Analysis: Paris invite shows power is fast flowing from Biden to Trump
There’ll be a strong sense of déjà vu when French President Emmanuel Macron lays the flattery on thick for Donald Trump in Paris this weekend.
Few foreign leaders did more to woo Trump when he was the 45th president. Macron treated him with such deference at a Bastille Day parade on the Champs-Élysées that Trump came home wanting a military parade of his own — on July Fourth.
As Trump prepares to become the 47th president, Macron has surpassed himself, inviting Trump to attend the year’s most vaunted opening — the unveiling of the newly restored Notre Dame Cathedral five years after a savage fire.
Putting Trump at the center of the star-studded VIP event, which will mark his big return to the global stage, says everything about the power fast flowing back to the president-elect six weeks before he begins his second term.
Trump isn’t waiting until January to launch his new foreign policy — he’s already threatened a trade war with Canada and Mexico and showed who is boss when Canadian Prime Minister Justin Trudeau rushed to Florida to appease him last week.

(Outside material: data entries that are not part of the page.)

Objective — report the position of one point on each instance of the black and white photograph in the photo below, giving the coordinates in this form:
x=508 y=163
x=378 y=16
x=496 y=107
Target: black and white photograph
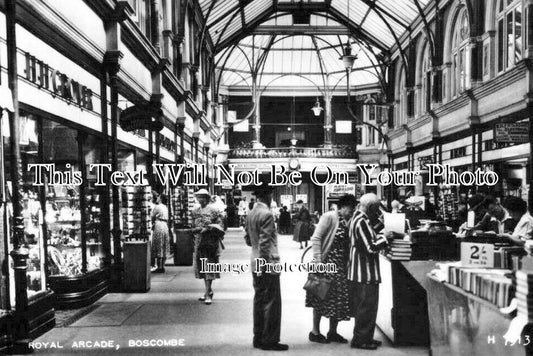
x=249 y=177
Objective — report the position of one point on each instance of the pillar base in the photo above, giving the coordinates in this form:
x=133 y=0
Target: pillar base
x=116 y=278
x=21 y=347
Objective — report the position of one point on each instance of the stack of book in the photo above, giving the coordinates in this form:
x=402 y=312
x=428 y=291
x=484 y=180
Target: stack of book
x=524 y=294
x=400 y=250
x=493 y=285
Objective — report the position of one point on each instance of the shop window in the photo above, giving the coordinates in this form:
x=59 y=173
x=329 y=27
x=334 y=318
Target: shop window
x=63 y=214
x=460 y=54
x=32 y=212
x=92 y=153
x=400 y=114
x=141 y=15
x=509 y=27
x=424 y=78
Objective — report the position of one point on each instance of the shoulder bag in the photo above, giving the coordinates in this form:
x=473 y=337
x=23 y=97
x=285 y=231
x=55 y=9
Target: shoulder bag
x=316 y=285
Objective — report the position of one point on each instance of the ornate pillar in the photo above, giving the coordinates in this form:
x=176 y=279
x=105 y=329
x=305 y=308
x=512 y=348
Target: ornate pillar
x=19 y=253
x=154 y=24
x=180 y=122
x=178 y=50
x=112 y=65
x=328 y=123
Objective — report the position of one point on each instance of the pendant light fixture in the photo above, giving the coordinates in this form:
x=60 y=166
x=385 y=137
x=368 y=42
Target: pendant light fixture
x=317 y=109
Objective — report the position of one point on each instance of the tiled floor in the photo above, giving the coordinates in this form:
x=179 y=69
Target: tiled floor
x=171 y=312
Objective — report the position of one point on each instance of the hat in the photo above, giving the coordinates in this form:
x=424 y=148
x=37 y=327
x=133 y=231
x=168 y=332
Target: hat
x=262 y=190
x=202 y=192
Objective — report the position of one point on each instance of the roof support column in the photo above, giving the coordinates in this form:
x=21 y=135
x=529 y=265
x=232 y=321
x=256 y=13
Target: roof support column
x=256 y=117
x=328 y=126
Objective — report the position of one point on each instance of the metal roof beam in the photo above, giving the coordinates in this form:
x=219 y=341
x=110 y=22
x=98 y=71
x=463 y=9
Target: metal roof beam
x=242 y=4
x=358 y=30
x=301 y=30
x=239 y=35
x=375 y=6
x=298 y=6
x=229 y=12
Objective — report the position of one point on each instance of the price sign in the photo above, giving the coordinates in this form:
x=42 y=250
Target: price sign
x=477 y=255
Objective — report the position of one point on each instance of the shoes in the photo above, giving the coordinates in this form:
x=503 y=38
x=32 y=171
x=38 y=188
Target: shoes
x=365 y=346
x=334 y=337
x=274 y=347
x=321 y=339
x=203 y=299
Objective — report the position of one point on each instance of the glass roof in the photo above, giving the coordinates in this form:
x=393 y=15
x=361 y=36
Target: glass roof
x=251 y=33
x=380 y=20
x=301 y=60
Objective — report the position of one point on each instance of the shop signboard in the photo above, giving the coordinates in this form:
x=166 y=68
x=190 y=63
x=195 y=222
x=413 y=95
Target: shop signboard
x=141 y=117
x=512 y=132
x=58 y=83
x=226 y=184
x=286 y=200
x=477 y=255
x=424 y=161
x=302 y=197
x=335 y=191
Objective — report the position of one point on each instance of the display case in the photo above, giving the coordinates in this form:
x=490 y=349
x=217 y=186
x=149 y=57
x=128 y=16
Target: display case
x=40 y=308
x=137 y=210
x=73 y=218
x=179 y=202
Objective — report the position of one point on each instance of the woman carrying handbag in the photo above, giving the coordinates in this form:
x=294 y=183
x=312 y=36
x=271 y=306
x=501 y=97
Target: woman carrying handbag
x=329 y=294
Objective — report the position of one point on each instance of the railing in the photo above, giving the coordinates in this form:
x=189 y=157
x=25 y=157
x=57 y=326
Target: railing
x=287 y=152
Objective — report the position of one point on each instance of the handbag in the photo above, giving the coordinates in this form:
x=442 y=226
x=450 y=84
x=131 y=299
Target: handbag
x=316 y=285
x=211 y=239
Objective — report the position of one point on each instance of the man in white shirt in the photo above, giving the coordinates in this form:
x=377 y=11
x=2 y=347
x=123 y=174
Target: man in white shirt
x=517 y=209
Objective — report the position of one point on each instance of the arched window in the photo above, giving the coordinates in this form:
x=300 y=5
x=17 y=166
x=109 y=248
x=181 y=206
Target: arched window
x=424 y=83
x=401 y=96
x=371 y=115
x=460 y=74
x=509 y=37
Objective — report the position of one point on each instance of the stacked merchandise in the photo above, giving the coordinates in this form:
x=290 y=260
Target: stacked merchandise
x=524 y=293
x=190 y=205
x=400 y=250
x=137 y=218
x=507 y=256
x=493 y=285
x=448 y=209
x=524 y=287
x=179 y=207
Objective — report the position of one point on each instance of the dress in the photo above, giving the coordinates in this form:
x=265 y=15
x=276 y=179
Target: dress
x=303 y=229
x=202 y=217
x=160 y=235
x=337 y=302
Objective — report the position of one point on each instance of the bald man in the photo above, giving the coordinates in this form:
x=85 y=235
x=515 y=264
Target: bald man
x=363 y=271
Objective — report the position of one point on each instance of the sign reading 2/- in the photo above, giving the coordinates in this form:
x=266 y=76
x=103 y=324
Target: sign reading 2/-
x=477 y=255
x=58 y=83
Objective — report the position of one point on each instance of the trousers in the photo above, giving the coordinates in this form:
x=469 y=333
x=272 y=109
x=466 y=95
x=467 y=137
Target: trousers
x=365 y=307
x=267 y=308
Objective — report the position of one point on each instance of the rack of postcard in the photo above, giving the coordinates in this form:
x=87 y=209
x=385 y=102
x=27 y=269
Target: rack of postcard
x=496 y=284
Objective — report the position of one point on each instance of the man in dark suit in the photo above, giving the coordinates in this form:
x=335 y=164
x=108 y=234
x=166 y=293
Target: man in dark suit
x=261 y=236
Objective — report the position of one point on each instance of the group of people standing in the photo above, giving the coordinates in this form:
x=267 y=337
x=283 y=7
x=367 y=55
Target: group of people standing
x=344 y=237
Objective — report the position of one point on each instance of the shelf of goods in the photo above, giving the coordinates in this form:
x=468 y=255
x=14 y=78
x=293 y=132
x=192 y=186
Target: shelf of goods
x=74 y=287
x=136 y=204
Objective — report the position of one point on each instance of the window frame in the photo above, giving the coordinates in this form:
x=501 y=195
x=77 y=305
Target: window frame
x=506 y=45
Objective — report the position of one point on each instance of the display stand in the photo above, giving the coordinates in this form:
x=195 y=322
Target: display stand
x=136 y=266
x=402 y=313
x=463 y=324
x=183 y=255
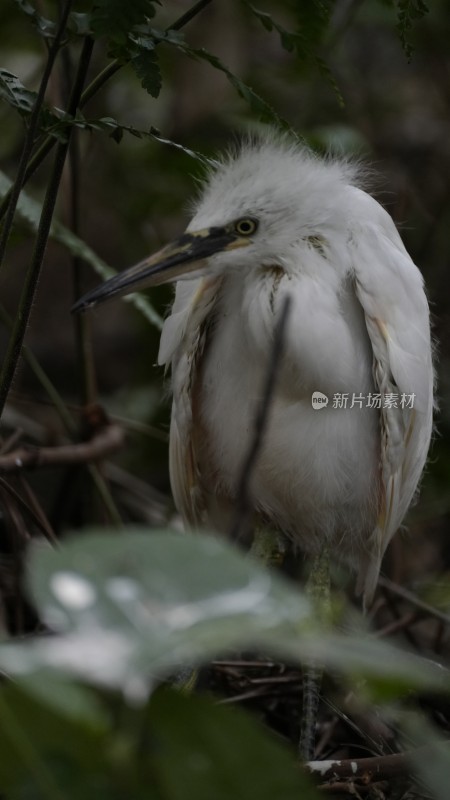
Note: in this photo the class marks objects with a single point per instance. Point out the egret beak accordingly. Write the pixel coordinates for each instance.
(182, 256)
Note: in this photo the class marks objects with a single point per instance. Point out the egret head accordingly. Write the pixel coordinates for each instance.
(257, 207)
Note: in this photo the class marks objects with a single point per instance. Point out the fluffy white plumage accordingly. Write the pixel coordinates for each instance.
(359, 323)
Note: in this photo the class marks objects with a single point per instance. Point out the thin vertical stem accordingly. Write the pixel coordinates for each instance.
(32, 128)
(31, 278)
(96, 84)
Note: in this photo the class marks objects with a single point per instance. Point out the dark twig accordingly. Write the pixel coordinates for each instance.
(31, 279)
(261, 420)
(374, 768)
(10, 203)
(33, 163)
(106, 441)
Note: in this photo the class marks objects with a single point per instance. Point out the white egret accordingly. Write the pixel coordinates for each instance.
(275, 220)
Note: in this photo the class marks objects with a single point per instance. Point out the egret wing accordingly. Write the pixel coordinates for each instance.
(390, 289)
(181, 346)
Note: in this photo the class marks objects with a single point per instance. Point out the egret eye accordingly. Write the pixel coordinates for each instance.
(246, 226)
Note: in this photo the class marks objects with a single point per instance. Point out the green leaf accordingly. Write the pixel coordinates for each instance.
(52, 733)
(146, 67)
(29, 211)
(115, 18)
(260, 107)
(13, 92)
(135, 607)
(219, 753)
(409, 12)
(46, 27)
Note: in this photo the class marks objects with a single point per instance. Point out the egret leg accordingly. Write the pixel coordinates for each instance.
(268, 546)
(318, 591)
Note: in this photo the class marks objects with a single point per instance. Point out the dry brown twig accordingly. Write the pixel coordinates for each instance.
(109, 439)
(369, 770)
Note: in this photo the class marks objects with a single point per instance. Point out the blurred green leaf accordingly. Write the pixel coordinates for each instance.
(261, 108)
(145, 65)
(409, 12)
(219, 753)
(53, 735)
(115, 18)
(13, 92)
(44, 26)
(137, 606)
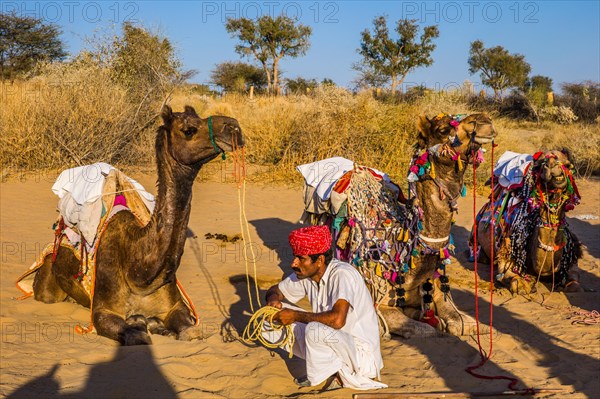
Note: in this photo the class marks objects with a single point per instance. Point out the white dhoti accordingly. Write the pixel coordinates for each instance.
(328, 351)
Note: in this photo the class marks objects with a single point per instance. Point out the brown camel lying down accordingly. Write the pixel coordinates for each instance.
(135, 291)
(532, 239)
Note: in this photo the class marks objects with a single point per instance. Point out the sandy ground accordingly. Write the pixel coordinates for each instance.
(42, 356)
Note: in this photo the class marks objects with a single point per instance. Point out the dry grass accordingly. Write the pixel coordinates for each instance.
(69, 116)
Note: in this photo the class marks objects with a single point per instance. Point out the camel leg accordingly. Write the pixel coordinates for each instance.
(45, 287)
(115, 327)
(457, 323)
(402, 325)
(182, 323)
(573, 280)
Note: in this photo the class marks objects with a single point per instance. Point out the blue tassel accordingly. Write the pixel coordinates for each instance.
(456, 142)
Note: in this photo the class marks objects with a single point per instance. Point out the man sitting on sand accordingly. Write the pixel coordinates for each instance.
(339, 339)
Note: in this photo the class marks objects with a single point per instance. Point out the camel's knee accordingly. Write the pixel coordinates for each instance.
(138, 322)
(156, 326)
(519, 285)
(179, 318)
(45, 286)
(113, 326)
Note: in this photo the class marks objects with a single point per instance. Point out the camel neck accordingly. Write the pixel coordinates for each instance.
(166, 232)
(435, 198)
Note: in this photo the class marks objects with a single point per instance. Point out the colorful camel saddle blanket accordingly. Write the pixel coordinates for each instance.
(511, 168)
(89, 197)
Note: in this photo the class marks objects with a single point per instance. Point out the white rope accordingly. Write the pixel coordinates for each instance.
(433, 240)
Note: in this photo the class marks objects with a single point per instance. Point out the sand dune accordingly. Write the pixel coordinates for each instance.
(42, 356)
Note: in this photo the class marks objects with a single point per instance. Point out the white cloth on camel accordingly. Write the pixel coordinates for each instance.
(80, 191)
(511, 168)
(353, 351)
(320, 177)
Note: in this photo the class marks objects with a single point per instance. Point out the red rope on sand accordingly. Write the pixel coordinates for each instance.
(484, 358)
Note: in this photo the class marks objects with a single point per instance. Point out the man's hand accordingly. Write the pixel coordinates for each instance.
(276, 303)
(274, 297)
(285, 316)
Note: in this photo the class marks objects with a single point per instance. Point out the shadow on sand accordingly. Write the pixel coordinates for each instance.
(569, 367)
(274, 233)
(233, 328)
(132, 373)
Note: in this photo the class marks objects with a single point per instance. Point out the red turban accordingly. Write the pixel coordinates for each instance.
(311, 240)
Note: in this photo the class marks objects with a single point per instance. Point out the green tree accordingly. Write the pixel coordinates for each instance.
(238, 77)
(536, 89)
(368, 77)
(269, 39)
(145, 62)
(24, 41)
(301, 85)
(395, 58)
(499, 69)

And on Monday, he warned that there will be “ALL HELL TO PAY” in the Middle East if Hamas doesn’t release hostages in Gaza before Inauguration Day.
Trump’s starring role in Paris will also mark a poignant contrast with Joe Biden’s increasingly ignominious long goodbye. The president came under fierce criticism Monday, even from within his own party, after he pardoned his son Hunter, undercutting a core principle of his term — that everyone is equal before the law.